Gather a diverse range of people and ask for feedback.
Simple.
It doesn’t even have to be a lot of people for high gain. A few dozen people spread across the spectrum.

But that costs money. And may prove the designers wrong.

First Draft Software

Something a lot of software business leaders don’t realise (and more than a few software developers):

Writing software is like writing a book.
Authors never get it right on the first draft (software: first deployment).
And they rarely even get it right on the second draft, and sometimes not even the third.
Some parts of a book can take many drafts to get right before it’s published.

Yet there’s a lot of software that gets released after the first draft and not touched for man years (even in the age of agile).

If a software business is not iterating over its product – i.e. reviewing, refactoring and iterating – then they’re not producing a quality product.
And the benefit of software is that unlike a book, software can be updated (corrections, bug fixes, improvements) after it has been published.

Would I buy a “first draft” book? No.
So why should I accept first draft software products?

The Usability of Movies

Everything people create for other people has a usability/UX component, including movies.

What is the thing people interact with in movies? The “story”.

We may not interact with it in the same way we do software, equipment and real-world objects – we can’t touch or control it – but it has an “effect on us” as an audience.
A reverse interaction, from the audience’s point of view.

The same can be said for music, books, art, blog posts, documentation, teaching…

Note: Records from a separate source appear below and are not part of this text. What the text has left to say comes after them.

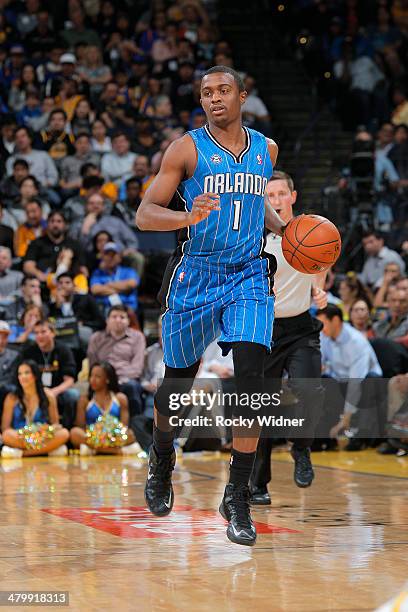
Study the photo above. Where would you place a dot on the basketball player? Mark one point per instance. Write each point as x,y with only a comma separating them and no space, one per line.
218,283
296,344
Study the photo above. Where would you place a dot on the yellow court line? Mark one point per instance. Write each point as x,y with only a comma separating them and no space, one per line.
363,462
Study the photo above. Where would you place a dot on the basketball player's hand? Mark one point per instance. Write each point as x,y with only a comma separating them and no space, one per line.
319,297
202,206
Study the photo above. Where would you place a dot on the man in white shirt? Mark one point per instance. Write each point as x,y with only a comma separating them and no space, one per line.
296,345
40,163
378,257
118,165
348,357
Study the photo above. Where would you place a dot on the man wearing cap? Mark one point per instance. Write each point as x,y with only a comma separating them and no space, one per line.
118,165
8,358
56,139
11,69
97,220
10,280
113,284
67,70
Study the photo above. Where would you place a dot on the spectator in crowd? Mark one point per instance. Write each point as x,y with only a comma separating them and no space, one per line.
104,398
45,253
40,163
80,309
126,209
60,72
392,273
10,280
33,227
71,165
101,143
97,221
365,82
57,367
29,190
69,97
56,139
182,87
395,325
94,72
254,111
108,190
378,255
28,293
79,32
74,208
83,119
113,283
98,243
7,138
346,355
124,348
20,88
360,318
350,290
42,38
24,330
31,113
8,361
6,232
118,164
30,404
10,185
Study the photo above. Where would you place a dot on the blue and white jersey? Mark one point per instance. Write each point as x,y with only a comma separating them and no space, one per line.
234,234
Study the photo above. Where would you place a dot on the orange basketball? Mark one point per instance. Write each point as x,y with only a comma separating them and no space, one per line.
311,244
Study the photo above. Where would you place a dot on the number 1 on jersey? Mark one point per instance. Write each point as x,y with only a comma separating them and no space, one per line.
237,214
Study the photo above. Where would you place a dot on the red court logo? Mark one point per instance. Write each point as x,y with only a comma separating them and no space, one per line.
137,522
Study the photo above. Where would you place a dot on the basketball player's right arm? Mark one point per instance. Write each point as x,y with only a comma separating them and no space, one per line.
153,212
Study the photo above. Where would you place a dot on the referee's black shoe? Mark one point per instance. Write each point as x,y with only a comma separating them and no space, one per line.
303,473
159,494
259,496
235,509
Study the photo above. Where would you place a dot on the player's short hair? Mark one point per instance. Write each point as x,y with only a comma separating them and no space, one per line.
330,312
278,175
226,69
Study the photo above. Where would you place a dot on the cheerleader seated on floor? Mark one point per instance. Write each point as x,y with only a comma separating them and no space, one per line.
102,417
30,420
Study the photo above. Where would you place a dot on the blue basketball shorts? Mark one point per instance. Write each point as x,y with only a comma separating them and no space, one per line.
204,302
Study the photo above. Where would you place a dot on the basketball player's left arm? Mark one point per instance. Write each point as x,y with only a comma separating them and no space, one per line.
273,221
318,293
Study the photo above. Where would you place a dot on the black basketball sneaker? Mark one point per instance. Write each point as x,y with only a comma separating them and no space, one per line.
234,508
303,474
159,494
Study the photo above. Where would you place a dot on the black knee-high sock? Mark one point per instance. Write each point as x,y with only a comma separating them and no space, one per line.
163,441
241,465
176,381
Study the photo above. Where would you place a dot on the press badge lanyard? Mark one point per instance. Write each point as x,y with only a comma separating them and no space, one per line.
46,377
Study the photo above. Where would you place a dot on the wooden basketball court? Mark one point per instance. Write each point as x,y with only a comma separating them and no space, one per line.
80,525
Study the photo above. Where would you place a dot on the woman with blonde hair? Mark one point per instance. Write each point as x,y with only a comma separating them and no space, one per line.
30,421
94,72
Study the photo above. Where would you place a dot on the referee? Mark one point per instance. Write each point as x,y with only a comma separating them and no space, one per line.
296,344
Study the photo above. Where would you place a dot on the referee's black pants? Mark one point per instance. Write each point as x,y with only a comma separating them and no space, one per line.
296,350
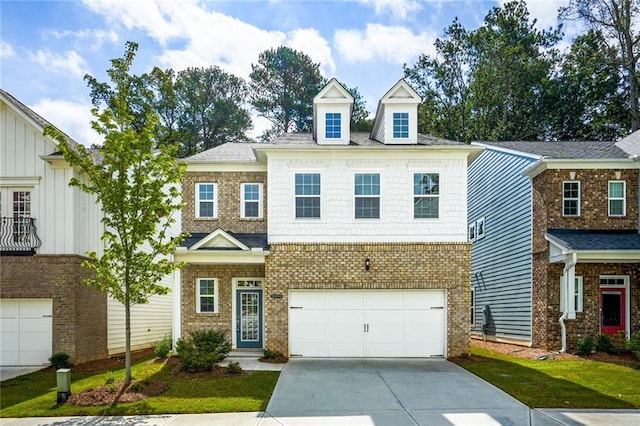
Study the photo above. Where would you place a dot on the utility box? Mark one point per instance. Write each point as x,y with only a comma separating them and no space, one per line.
63,380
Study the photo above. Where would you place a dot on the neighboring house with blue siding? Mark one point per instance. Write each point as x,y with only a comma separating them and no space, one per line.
556,248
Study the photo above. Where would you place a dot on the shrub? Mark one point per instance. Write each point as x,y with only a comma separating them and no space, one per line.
633,345
585,346
162,348
604,343
60,360
202,350
234,367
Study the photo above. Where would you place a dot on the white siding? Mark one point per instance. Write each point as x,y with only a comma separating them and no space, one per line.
396,223
67,220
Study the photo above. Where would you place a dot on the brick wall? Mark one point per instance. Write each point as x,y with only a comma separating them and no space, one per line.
393,266
191,320
228,202
79,311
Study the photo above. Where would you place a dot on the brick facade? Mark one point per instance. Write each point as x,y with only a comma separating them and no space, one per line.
222,320
547,214
393,266
228,202
79,311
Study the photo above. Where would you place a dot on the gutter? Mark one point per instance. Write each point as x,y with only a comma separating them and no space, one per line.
565,283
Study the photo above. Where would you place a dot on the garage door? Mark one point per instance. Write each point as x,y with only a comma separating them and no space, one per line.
340,323
25,331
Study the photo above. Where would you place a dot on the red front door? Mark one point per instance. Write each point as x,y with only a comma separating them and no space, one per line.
612,309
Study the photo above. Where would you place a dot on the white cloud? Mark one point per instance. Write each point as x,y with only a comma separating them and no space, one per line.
398,8
394,44
73,118
69,64
6,50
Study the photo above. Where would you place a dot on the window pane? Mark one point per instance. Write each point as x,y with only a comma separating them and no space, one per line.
308,207
425,207
307,184
426,184
368,208
332,124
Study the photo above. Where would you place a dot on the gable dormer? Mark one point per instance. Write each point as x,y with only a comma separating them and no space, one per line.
332,115
396,119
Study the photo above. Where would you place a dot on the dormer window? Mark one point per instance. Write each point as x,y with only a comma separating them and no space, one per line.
400,124
333,125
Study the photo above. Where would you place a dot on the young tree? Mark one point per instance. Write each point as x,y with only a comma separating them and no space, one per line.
283,84
616,24
137,188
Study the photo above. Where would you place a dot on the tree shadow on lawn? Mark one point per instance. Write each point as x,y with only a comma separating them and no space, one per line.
539,390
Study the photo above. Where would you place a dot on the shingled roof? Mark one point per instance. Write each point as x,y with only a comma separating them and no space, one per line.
565,149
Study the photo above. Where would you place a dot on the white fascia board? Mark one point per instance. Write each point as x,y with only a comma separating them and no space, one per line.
562,164
221,257
226,166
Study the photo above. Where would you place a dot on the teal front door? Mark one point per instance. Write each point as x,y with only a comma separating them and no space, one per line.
249,319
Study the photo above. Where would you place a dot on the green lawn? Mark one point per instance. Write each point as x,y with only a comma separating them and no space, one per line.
558,383
34,395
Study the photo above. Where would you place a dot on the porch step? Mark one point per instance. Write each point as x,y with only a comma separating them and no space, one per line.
246,354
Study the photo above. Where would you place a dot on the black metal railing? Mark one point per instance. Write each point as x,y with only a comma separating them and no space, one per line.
18,235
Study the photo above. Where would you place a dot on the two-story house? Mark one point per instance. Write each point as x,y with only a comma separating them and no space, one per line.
331,243
46,228
556,249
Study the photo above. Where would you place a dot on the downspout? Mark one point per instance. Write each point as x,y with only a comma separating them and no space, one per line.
565,283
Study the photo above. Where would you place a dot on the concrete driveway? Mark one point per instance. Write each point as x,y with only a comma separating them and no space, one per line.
389,392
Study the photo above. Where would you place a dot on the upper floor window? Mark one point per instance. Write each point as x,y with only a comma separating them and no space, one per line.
251,203
426,195
400,124
207,295
367,193
617,198
571,198
307,195
333,125
206,200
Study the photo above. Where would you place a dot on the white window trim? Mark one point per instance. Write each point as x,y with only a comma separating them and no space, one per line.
579,199
576,298
215,296
379,196
215,200
307,172
624,198
243,201
479,234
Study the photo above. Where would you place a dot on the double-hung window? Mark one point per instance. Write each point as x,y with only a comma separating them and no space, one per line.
571,198
251,202
426,195
367,194
617,198
400,124
333,125
206,200
307,189
207,295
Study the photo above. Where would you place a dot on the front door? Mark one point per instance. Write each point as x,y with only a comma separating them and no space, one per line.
249,318
612,309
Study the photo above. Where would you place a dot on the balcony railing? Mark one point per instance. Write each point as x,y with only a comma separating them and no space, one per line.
18,235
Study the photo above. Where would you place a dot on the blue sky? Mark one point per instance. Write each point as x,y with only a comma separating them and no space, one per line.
47,47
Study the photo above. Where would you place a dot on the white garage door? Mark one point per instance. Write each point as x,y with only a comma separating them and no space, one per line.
384,323
25,331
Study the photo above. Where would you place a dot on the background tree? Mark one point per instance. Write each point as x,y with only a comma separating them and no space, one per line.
616,24
137,188
283,84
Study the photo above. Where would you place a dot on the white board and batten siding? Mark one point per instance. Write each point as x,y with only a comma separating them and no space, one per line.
501,261
67,220
337,221
373,323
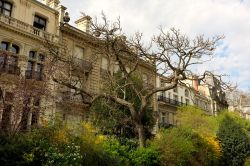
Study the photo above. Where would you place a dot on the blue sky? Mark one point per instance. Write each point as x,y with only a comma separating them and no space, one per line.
193,17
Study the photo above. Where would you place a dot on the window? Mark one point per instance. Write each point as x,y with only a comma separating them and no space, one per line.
163,94
37,102
116,67
175,89
9,96
175,97
35,66
186,93
6,118
104,63
145,78
32,55
4,46
39,22
79,52
35,117
41,57
5,7
15,49
163,117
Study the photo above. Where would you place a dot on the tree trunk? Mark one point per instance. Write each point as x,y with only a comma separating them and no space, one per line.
141,134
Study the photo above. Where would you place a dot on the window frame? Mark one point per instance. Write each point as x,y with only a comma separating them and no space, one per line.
3,8
37,23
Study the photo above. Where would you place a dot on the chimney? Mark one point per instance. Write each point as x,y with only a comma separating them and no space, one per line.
195,83
83,23
52,3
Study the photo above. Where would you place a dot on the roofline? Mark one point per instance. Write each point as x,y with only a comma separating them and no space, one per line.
44,6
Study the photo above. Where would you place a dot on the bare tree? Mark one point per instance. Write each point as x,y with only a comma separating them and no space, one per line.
170,54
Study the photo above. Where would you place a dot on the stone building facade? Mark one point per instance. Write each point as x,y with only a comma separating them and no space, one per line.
28,97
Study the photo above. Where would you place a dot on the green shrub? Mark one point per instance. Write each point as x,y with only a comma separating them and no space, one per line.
145,156
13,149
128,152
234,142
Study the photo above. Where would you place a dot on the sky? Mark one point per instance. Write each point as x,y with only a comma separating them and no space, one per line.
230,18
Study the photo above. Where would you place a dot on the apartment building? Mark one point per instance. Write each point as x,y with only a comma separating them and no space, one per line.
169,101
28,96
208,95
24,24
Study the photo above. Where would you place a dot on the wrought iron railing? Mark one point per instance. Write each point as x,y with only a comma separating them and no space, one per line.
31,74
81,64
170,101
17,24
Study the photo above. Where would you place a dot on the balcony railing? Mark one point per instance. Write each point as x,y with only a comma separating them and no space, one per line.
81,64
10,69
30,74
170,101
22,26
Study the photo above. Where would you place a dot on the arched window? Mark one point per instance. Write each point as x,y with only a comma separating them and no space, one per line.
15,49
6,47
9,61
5,7
35,66
186,93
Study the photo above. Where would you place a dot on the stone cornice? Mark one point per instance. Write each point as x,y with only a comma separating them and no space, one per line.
44,6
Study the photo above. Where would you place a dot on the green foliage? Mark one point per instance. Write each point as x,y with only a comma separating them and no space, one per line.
175,145
13,148
197,119
145,156
234,142
129,153
54,146
182,146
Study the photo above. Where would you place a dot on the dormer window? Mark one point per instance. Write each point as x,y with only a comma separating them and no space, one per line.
39,22
5,8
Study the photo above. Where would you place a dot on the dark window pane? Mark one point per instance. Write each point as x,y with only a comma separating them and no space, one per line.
30,66
35,116
13,60
5,124
24,120
39,22
41,57
7,6
4,45
37,102
15,49
9,96
6,12
32,55
39,68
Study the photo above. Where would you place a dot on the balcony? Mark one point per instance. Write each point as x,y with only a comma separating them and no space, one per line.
82,65
7,65
29,29
29,74
170,101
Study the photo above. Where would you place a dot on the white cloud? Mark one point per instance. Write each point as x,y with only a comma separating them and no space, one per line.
209,17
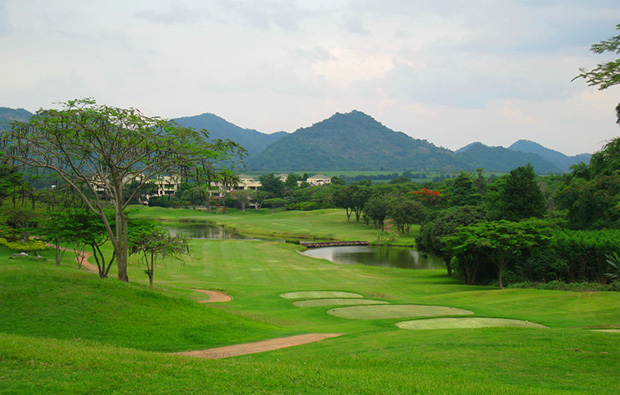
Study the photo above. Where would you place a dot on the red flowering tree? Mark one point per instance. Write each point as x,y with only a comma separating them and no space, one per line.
430,199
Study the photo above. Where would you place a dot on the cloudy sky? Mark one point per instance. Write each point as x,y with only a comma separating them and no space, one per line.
449,71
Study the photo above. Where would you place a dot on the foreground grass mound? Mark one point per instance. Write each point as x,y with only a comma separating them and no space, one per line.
46,301
512,361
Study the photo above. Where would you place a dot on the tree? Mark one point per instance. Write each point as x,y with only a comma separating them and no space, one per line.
97,150
501,241
377,209
520,196
463,192
343,198
360,195
406,211
154,242
272,185
605,74
444,223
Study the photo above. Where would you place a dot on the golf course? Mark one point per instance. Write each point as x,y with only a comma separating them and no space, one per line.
384,330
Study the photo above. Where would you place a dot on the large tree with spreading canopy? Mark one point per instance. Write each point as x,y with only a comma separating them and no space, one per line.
97,150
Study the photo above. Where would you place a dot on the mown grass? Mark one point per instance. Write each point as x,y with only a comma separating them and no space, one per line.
45,301
487,361
65,331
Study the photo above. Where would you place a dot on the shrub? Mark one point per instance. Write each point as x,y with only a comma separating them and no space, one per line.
31,245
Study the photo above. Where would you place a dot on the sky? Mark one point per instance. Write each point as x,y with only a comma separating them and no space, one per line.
448,71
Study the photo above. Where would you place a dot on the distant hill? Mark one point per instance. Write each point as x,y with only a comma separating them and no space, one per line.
356,141
562,161
478,155
8,115
351,141
252,140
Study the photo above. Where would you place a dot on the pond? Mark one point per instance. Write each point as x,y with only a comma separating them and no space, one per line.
403,258
205,231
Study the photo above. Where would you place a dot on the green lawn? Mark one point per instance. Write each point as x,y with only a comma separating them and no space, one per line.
65,331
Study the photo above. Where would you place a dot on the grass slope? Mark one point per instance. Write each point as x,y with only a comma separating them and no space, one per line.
65,331
44,301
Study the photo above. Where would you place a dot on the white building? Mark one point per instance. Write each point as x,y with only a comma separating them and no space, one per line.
319,179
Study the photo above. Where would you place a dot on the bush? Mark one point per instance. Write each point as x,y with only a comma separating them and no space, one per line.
305,206
31,245
574,287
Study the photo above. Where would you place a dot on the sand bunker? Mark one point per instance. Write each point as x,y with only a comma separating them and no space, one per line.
319,295
468,322
335,302
394,311
214,296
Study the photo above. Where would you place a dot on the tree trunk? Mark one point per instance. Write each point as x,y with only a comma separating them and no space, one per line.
501,275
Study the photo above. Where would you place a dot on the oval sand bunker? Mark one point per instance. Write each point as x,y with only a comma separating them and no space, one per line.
319,295
394,311
467,322
335,302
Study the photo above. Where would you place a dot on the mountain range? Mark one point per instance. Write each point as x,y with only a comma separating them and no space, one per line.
356,141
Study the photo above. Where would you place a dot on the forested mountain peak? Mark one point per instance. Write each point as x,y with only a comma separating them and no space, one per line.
351,141
219,128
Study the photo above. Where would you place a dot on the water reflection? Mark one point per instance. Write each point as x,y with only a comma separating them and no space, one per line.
377,256
204,231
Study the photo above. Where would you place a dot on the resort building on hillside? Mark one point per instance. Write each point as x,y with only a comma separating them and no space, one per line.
165,186
319,179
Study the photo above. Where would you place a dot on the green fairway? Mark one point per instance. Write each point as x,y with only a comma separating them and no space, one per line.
335,302
65,331
478,322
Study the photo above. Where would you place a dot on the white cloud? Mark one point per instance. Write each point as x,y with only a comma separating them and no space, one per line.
451,72
348,66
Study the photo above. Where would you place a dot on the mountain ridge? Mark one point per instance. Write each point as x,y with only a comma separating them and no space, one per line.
357,141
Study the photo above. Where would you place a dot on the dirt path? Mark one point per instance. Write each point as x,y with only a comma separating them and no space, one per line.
252,348
85,256
214,296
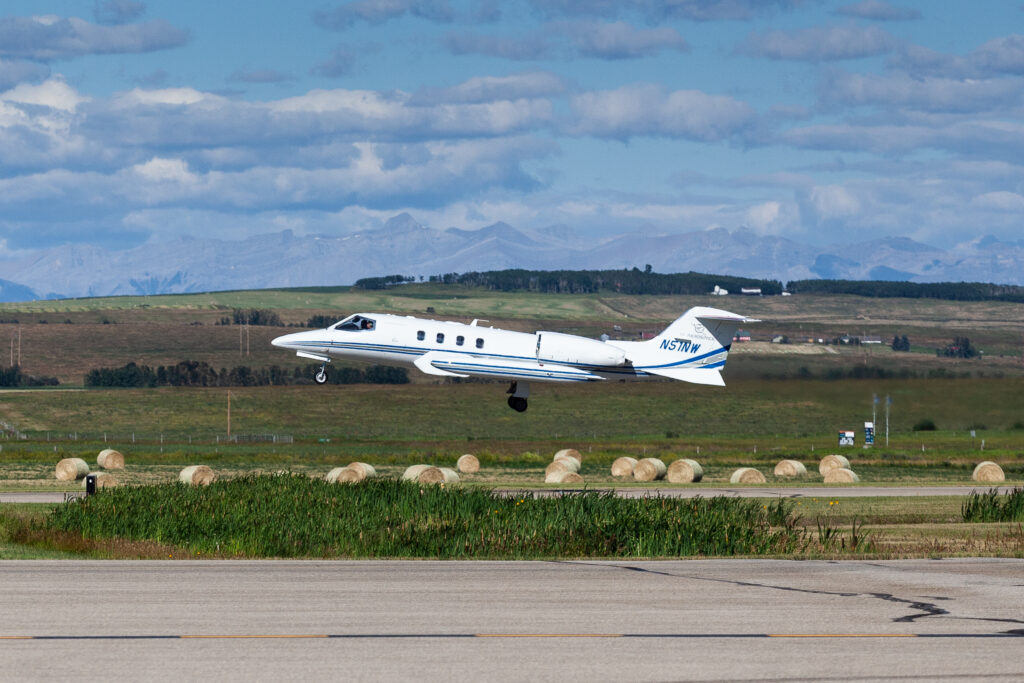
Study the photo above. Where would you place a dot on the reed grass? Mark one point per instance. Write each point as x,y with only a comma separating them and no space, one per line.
291,515
994,507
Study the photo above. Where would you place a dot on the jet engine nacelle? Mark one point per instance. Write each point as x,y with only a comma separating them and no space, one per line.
557,347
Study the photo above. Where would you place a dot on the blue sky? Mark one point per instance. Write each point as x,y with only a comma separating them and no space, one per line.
123,122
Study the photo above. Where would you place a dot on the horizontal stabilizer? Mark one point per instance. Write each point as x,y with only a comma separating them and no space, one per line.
425,364
695,375
314,356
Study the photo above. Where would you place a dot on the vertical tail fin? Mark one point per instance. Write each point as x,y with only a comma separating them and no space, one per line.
693,348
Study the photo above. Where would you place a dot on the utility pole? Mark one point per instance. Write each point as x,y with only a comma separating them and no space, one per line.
889,401
875,408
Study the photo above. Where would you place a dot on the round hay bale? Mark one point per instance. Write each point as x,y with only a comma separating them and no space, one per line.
431,475
791,468
197,475
468,464
988,471
349,475
332,476
103,480
70,469
569,453
649,469
570,464
110,459
412,472
563,477
451,476
367,471
560,466
748,475
685,470
841,475
832,463
623,467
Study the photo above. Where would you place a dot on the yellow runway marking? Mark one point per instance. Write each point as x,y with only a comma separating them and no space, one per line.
549,635
312,635
843,635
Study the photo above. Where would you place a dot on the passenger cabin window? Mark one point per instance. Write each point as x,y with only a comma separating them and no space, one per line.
355,324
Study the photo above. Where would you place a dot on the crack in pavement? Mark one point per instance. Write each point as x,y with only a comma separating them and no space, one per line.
924,609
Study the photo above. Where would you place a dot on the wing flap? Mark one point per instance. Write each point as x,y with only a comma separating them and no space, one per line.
425,364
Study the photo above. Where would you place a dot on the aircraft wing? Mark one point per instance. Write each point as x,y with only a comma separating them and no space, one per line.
462,365
426,364
695,375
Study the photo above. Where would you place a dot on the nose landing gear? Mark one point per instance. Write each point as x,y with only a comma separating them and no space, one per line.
519,391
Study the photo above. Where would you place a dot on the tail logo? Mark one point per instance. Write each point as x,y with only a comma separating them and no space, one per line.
680,345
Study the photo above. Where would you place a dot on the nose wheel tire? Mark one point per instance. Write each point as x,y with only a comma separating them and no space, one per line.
517,403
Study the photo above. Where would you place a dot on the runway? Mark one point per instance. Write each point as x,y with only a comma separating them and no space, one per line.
714,620
687,492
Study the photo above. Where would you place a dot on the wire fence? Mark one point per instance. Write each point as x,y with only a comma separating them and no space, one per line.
9,433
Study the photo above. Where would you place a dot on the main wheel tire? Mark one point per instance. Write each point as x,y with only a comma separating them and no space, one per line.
517,403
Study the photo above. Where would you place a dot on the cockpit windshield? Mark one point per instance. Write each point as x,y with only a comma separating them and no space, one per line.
355,324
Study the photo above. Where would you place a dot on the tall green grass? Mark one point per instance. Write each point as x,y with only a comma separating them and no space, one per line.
993,507
293,516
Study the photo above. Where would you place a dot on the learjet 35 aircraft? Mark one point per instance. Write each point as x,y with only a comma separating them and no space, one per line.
692,349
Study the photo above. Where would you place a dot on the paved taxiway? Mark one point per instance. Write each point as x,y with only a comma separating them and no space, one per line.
688,492
714,620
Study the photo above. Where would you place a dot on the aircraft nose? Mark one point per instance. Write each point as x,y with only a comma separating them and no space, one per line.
284,341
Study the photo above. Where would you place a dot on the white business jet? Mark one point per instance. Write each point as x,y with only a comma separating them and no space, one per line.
692,349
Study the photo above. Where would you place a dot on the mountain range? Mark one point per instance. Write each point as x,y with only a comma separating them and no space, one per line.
402,246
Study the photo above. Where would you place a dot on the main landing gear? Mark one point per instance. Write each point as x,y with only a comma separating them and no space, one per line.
321,377
519,391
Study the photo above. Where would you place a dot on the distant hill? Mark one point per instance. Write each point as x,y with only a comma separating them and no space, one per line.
404,246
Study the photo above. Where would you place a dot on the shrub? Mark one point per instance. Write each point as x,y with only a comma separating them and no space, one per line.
926,425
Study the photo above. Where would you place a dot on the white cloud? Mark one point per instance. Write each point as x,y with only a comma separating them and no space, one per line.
492,88
166,170
833,202
927,93
647,110
820,43
878,11
47,38
999,201
622,41
379,11
53,93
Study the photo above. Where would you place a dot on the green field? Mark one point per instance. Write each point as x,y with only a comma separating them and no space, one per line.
756,421
67,338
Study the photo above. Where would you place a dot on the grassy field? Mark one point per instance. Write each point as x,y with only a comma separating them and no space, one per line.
757,420
164,330
282,517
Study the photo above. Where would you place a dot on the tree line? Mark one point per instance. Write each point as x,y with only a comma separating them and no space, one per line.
13,377
201,374
635,281
887,289
627,281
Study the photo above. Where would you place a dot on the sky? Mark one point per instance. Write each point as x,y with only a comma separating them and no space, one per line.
126,122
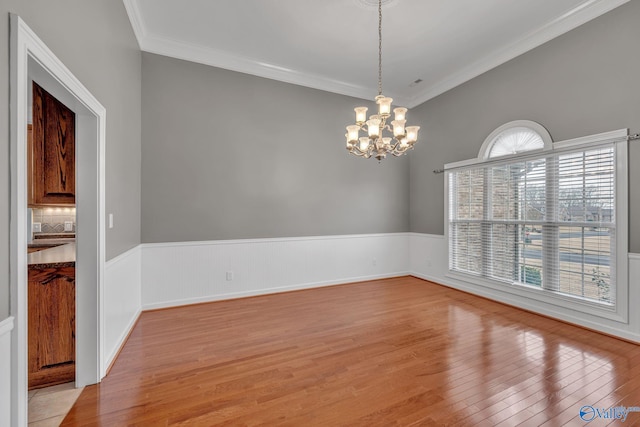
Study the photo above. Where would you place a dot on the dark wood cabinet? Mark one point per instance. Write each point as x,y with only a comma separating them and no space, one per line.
51,157
52,313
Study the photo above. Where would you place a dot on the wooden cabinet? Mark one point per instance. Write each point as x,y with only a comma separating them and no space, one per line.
51,156
52,313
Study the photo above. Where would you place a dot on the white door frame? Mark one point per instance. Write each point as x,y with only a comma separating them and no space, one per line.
30,56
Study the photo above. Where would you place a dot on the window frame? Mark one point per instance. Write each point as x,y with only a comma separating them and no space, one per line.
619,312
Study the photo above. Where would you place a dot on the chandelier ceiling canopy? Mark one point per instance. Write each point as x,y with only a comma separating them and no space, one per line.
375,143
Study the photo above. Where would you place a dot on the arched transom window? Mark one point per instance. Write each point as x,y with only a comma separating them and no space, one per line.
515,137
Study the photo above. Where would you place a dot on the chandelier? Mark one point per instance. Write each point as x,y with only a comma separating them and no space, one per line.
376,143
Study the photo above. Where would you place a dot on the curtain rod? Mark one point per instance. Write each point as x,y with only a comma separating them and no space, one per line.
634,137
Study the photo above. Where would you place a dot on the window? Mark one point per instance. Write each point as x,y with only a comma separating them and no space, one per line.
537,218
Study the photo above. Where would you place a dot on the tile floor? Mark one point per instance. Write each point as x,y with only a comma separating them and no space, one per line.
48,406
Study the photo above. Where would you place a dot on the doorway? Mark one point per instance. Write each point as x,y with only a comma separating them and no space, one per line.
30,58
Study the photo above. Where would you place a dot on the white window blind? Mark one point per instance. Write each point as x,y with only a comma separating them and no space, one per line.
545,221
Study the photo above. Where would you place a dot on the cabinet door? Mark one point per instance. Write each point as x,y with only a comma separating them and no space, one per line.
52,314
54,146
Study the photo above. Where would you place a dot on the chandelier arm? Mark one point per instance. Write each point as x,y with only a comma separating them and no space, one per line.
379,47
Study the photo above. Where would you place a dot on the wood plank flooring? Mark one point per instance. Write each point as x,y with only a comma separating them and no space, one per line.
399,351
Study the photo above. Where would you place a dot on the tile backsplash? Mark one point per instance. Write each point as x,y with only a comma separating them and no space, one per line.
52,220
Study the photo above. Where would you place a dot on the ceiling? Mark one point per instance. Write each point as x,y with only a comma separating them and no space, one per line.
332,45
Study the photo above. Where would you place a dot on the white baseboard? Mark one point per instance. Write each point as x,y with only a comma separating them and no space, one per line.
6,326
122,302
429,261
266,291
192,272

Creators of content need to be just as aware of UX as creators of things people use.

The Secret of my Success

The secret of my “success”?
There is no secret.

  • I’m dyslexic.
  • Reading is difficult.
  • And I’m a slow learner.
  • I have an atrocious memory, so I have to write everything down.
  • I have zero natural talent in ANYTHING I do. I’ve had to learn everything the hard way, and for me learning is extremely hard.
  • Imposter syndrome haunts me every single day.
  • In the last 6 months the main lesson I’ve learnt is how rubbish I am as a programmer, and I’ve been reading and writing code for 25 years. Put it another way: I suck at the primary output I’m paid for.
  • I have literally “brute forced” my way to where I am today by working harder than others, listening more, and doing the dirty work, every single day.

I’ve been creating software for 25 years, and I’ve been a “professional” in the industry for just on 20 years.
And every day I feel as inferior – actually, I feel more inferior – as the day I started.

And that’s OK.
Because that’s life.

Father’s Day and Mother’s Day

On social media, I tried writing a “happy Father’s Day” message (for Australia) but I stopped myself when I thought of the fellow men who cannot, or will never, be a father.

Likewise, for the similar women and non-binary people who have no day that celebrates them.

I now hate days of celebration like Father’s Day and Mother’s Day (and Valentine’s Day) because they’re purely commercial days that never acknowledge the people who have no chance of experiencing them (yet expect a level of participation – i.e. giving gratitude).

Let’s instead have a single general day of “Gratitude for All People We Love” – friends, family and lovers alike – that sets no expectations on gender or circumstance.
 
(And no emphasis on gifts.)
 
After all – these days are all to celebrate those we love, aren’t they?